Originally posted June 24th, 2008

Large publishers like Elsevier, Macmillan and Kluwer spent the past 20-30 years or so consolidating journal publishing under their umbrellas and building virtually unassailable positions in numerous vertical publishing segments. The open access movement has had only minimal impact on the prospects for these businesses and there is little indication even market forces will reduce their commanding positions. Much of the consolidation has occurred but occasionally, some large concentration of journals comes on the market however, it is unlikely that a new publisher would be able to build a significant position in any meaningful segment because all the important titles already belong to one of the major players.

Journals publish the outcome of the intellectual activity of the article authors. In some cases, access is provided to the data that serves to back up the investigation but invariably this data remains in the dark. Some publishers have experimented with allowing journal readers to play with the data but this does not appear to be a developing trend. Data's day may come however. Several months ago (via Brantley) I read of yet another initiative at Google.
Sources at Google have disclosed that the humble domain,, will soon provide a home for terabytes of open-source scientific datasets. The storage will be free to scientists and access to the data will be free for all. The project, known as Palimpsest and first previewed to the scientific community at the Science Foo camp at the Googleplex last August, missed its original launch date this week, but will debut soon.
The article on their web site is brief and my immediate thoughts had little to do with the gist of this story. My immediate thought was that here could develop the next land grab for publishers and perhaps other parties interested in gaining access to the raw data supporting all types of research. As publishers develop platforms supporting their publishing and (n0w) service offers will they see maintaining these data sets as integral to that policy? I believe so, and I suspect in agreements with authors, institutions and associations that own these journals the publishers like Elsevier will also require the 'deposit' of the raw data supporting each article. In return, the offerings on the publisher's 'platform' would enable analysis, synthesis and data storage all of benefit to their authors. But the story may be more comprehensive than simply rounding out their existing titles with more data.

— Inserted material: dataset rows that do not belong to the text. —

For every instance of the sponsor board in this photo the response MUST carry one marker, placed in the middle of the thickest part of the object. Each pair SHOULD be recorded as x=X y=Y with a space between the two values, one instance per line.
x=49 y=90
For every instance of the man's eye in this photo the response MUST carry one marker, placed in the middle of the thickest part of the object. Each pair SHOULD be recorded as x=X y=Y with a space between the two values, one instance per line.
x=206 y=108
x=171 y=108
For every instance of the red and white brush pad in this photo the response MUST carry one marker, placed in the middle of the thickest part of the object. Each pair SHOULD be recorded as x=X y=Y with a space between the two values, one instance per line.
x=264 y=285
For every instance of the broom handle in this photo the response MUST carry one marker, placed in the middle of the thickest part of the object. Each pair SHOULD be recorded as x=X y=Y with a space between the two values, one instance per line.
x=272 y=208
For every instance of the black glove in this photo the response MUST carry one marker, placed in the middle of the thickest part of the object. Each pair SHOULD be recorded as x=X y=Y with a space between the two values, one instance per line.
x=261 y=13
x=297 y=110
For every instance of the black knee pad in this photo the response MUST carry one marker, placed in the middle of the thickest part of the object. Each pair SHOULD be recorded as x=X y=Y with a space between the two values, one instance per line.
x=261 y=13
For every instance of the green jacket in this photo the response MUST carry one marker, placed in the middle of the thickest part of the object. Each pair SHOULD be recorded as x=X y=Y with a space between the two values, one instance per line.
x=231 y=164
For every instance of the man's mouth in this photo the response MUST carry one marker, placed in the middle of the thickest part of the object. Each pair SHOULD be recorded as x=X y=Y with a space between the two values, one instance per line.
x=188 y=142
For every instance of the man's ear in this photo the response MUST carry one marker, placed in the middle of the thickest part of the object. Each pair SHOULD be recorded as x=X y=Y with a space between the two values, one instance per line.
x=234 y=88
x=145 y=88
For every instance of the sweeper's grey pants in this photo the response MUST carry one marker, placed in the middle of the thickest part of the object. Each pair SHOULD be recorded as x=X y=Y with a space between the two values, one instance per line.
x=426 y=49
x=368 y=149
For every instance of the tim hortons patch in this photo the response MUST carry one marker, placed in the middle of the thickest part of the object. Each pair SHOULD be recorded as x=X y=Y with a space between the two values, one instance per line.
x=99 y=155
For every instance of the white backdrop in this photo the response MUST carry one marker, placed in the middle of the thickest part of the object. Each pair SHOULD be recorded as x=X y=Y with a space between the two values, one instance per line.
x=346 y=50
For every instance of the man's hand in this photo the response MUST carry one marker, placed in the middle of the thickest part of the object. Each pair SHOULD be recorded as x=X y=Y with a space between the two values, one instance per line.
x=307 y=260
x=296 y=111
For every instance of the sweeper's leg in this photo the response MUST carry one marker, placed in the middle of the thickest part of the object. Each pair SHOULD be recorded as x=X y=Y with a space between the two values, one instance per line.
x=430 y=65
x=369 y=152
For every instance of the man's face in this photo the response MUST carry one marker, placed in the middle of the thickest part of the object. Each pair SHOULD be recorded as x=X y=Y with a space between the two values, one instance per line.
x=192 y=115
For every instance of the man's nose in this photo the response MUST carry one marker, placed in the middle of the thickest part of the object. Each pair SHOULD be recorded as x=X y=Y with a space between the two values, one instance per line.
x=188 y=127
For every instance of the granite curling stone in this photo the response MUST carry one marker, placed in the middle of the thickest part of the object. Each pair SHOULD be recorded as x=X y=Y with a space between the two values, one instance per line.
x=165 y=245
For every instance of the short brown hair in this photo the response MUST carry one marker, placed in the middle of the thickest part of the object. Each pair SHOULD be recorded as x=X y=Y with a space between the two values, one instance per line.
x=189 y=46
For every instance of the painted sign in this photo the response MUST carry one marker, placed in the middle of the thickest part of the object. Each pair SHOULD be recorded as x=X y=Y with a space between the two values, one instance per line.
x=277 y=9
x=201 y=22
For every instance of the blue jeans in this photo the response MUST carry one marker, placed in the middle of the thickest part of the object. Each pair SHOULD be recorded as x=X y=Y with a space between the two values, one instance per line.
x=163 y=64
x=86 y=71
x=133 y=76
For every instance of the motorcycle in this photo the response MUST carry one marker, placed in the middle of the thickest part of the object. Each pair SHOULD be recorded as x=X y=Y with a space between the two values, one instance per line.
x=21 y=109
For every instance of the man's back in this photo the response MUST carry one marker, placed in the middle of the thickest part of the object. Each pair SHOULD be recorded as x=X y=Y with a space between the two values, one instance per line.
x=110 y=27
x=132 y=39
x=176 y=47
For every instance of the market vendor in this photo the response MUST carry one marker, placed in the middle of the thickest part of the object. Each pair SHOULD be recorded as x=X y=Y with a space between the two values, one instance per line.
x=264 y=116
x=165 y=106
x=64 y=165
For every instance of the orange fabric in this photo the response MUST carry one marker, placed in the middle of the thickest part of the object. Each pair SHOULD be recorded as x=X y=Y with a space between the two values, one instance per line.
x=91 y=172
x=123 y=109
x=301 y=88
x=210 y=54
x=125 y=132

The current power publishers in the journal segment may find themselves competing with new players including Google in thier efforts to gain access to data sets that may have been historically supplemental or even not considered relevant to research. In addition, sources of massive data sets are growing with the introduction of every new consumer product and exponential web traffic growth. In the NYTimes today is an article about a number of new companies that are analyzing massive amounts of data to produce market reports and business analysis. From the article:
Just this month, the journal Nature published a paper that looked at cellphone data from 100,000 people in an unnamed European country over six months and found that most follow very predictable routines. Knowing those routines means that you can set probabilities for them, and track how they change. It’s hard to make sense of such data, but Sense Networks, a software analytics company in New York, earlier this month released Macrosense, a tool that aims to do just that. Macrosense applies complex statistical algorithms to sift through the growing heaps of data about location and to make predictions or recommendations on various questions — where a company should put its next store, for example. Gregory Skibiski, 34, the chief executive and a co-founder of Sense, says the company has been testing its software with a major retailer, a major financial services firm and a large hedge fund.
As noted in the article, the data (growing rapidly to massive status) has been hard to manipulate but this issue is diminishing rapidly. As it diminishes we will see more and more companies, groups and even individuals note the value of their data and begin to negotiate the access to this data. All of the large information publishers will see themselves playing a significant role in this market as they gather data sets around market segments just as they did with journals. If they don't do this they could undercut the value of their journal collections if they are forced to separate the result/analysis from the data. Signing agreements for access to these data sets (cell phone data in the example above) will enable Journal publishers to concentrate research even further by making access to this information a pre-condition to publication in the respective journal. Either way, the providers of these data sets are likely to be looking at a new and significant revenue source.